When obtaining the client’s permission, you must clearly inform the client as to whom and where the disclosure of information will be made, and where the data will be stored, for example on overseas servers. You can do this via an engagement letter or other signed agreement. For further information, refer to our Practice note.

 

If you are outsourcing or offshoring, you must take reasonable steps to ensure sufficient IT security controls are in place, for both you and the outsourced service provider. 

There are a number of controls that could be employed to assist in maintaining and protecting the confidentiality, integrity and availability of data to ensure that information is not disclosed beyond the scope of your client’s consent, such as an appropriate confidentiality agreement between you and your outsourced provider, or other appropriate protocols, such as:

  • use of a secured website and encrypted network traffic

  • security credentials

  • access controls ensuring unauthorised persons do not have access to data

  • standardised reporting

  • audit trails

  • appropriate segregation of duties

  • approval and review of data changes.

 

An outsourcing arrangement is when you use a third party (any entity other than the client and you, the registered tax practitioner) to provide a specific process, function, service or activity. An external auditor would be considered a third party, so use of an external auditor to provide audit services on your behalf is an example of outsourcing.

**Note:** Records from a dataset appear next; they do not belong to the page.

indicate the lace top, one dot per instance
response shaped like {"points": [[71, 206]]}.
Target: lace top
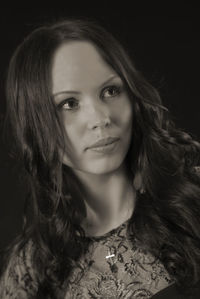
{"points": [[114, 267]]}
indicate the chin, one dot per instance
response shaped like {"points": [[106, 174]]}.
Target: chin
{"points": [[103, 168]]}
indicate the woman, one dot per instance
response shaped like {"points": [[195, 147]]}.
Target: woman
{"points": [[113, 209]]}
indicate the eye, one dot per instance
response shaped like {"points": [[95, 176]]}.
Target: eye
{"points": [[68, 104], [111, 91]]}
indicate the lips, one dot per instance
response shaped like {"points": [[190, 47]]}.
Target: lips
{"points": [[103, 142]]}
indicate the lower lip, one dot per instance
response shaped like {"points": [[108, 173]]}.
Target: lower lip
{"points": [[106, 149]]}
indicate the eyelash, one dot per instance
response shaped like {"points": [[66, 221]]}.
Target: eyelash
{"points": [[118, 90]]}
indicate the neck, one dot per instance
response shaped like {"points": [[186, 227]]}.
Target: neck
{"points": [[109, 198]]}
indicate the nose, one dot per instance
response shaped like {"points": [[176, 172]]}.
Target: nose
{"points": [[98, 117]]}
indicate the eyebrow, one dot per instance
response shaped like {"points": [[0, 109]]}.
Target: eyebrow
{"points": [[77, 92]]}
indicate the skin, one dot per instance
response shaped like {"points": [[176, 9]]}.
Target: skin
{"points": [[99, 107]]}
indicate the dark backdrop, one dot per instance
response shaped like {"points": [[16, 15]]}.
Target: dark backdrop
{"points": [[165, 49]]}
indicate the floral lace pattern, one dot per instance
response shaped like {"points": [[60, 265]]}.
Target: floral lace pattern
{"points": [[129, 272]]}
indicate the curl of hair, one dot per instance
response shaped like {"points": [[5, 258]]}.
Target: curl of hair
{"points": [[166, 219]]}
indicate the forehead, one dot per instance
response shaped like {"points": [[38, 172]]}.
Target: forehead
{"points": [[77, 65]]}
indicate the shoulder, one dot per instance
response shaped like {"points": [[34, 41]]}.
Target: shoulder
{"points": [[18, 279]]}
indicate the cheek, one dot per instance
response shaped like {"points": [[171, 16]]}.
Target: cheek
{"points": [[122, 114]]}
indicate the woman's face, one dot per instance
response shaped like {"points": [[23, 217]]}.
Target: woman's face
{"points": [[94, 105]]}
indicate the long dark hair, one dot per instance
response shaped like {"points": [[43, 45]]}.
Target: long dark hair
{"points": [[166, 219]]}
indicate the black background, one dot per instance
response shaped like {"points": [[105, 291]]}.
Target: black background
{"points": [[164, 48]]}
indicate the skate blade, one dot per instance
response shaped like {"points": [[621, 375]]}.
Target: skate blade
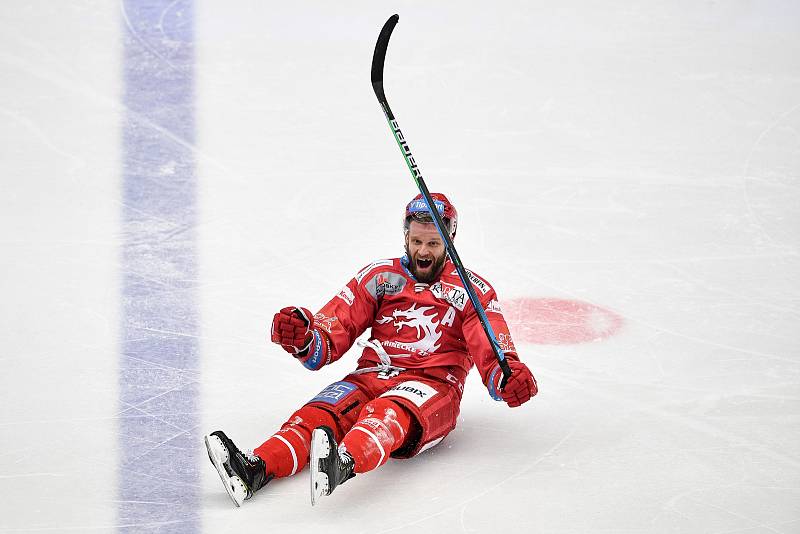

You must obtain your client’s permission before you disclose information relating to their affairs to a third party. Find out more about your obligations under Code item 6 – confidentiality of client information.

 

Yes, we have guidance on the factors to consider if entering into an outsourcing arrangement.

 

The employment of a bookkeeper located overseas to provide tax agent services on your behalf is an example of offshoring. The bookkeeper may also be considered a third party in certain circumstances, such as if they are employed through a service trust arrangement, or if they maintain offsite data storage (including ‘cloud storage’).

To ensure you comply with your Code of Professional Conduct (Code) obligations, you must obtain your client’s permission to disclose information relating to their affairs to a third party. When obtaining permission, you must inform the client as to whom and where the disclosure will be made, including whether the disclosure will be made overseas.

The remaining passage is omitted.